Indeed, the mathematics of origami have been studied extensively by bird-brained boffins all over. Questions regarding a model's flat-foldability (whether it can be flattened without damaging it) are of grave importance to some. Italian-Japanese mathematician Humiaki Huzita formulated a list of axioms to define origami geometrically. Toshikazu Kawasaki has numerous origami theorems to his name; and has used them to describe paper folding in higher dimensions. Amazing parallels between origami and tessellations have apparently been uncovered. It is used to teach concepts in math, chemistry, physics and architecture.
The mind boggles, but June says: “It seems like magic – and in some cases it is – but it’s really just a matter of step by step, as you’d make a cake.

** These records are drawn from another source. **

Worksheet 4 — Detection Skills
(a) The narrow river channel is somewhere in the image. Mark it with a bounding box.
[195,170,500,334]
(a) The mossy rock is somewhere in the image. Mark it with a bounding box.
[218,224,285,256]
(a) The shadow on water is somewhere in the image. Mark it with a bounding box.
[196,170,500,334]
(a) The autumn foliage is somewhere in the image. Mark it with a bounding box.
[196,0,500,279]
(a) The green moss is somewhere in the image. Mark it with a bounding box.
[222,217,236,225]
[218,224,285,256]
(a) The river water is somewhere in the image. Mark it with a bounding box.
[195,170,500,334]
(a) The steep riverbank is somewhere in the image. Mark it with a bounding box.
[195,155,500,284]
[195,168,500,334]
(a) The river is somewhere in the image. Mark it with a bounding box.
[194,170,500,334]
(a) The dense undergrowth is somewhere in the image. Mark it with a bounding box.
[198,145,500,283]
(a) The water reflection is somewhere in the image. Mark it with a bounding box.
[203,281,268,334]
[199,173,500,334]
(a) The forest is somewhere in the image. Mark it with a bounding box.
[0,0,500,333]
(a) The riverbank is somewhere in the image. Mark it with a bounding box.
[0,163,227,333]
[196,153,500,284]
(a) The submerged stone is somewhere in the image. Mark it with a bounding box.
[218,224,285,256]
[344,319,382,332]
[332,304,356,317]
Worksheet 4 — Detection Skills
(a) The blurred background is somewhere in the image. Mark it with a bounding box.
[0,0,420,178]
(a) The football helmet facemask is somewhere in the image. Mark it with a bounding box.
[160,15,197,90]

“It also can be very frustrating: if you just can’t get the legs; or you can’t get enough paper at the top to make the crown. We are not robots; to fold even a crane, which has very set places for the creases, there are days when I fold it over and over because the corners don’t come out right, and I’m in the wrong mood.”
The most difficult model she’s made was a monster lobster, complete with antenna, legs and tail. “It took me three hours,” she says with mock incredulity. “I’m very impatient; I want to see results right away. I could have made 20 other things in that amount of time.”
She relished the challenge of designing origami inspired by a total of 27 luxury brands, from the likes of Burberry and Prada to lingerie specialists La Perla and watchmakers Omega and Swatch. The event organiser’s will auction off an item donated by each brand, along with its complementary origami design mounted in a showcase with proceeds going to UNICEF.
It would seem that in origami June has found her true vocation. Or maybe origami found her. Fittingly, her first ever effort was that classic old standard – no prizes for guessing what – folded at the age of seven. So what hooked her, and turned a potential paper-cut into a lifetime’s occupation?
“It’s a matter of finding what secrets are held in a piece of paper,” she says gently, while deftly manipulating a sheet of paper. I stare at her nimble fingers and puzzle over what form will emerge. “This is why I got involved with origami: I really love to see what happens…” she teases, and a set of cute, puckering paper lips unfurls magically from the creases. “So I made you a kiss!”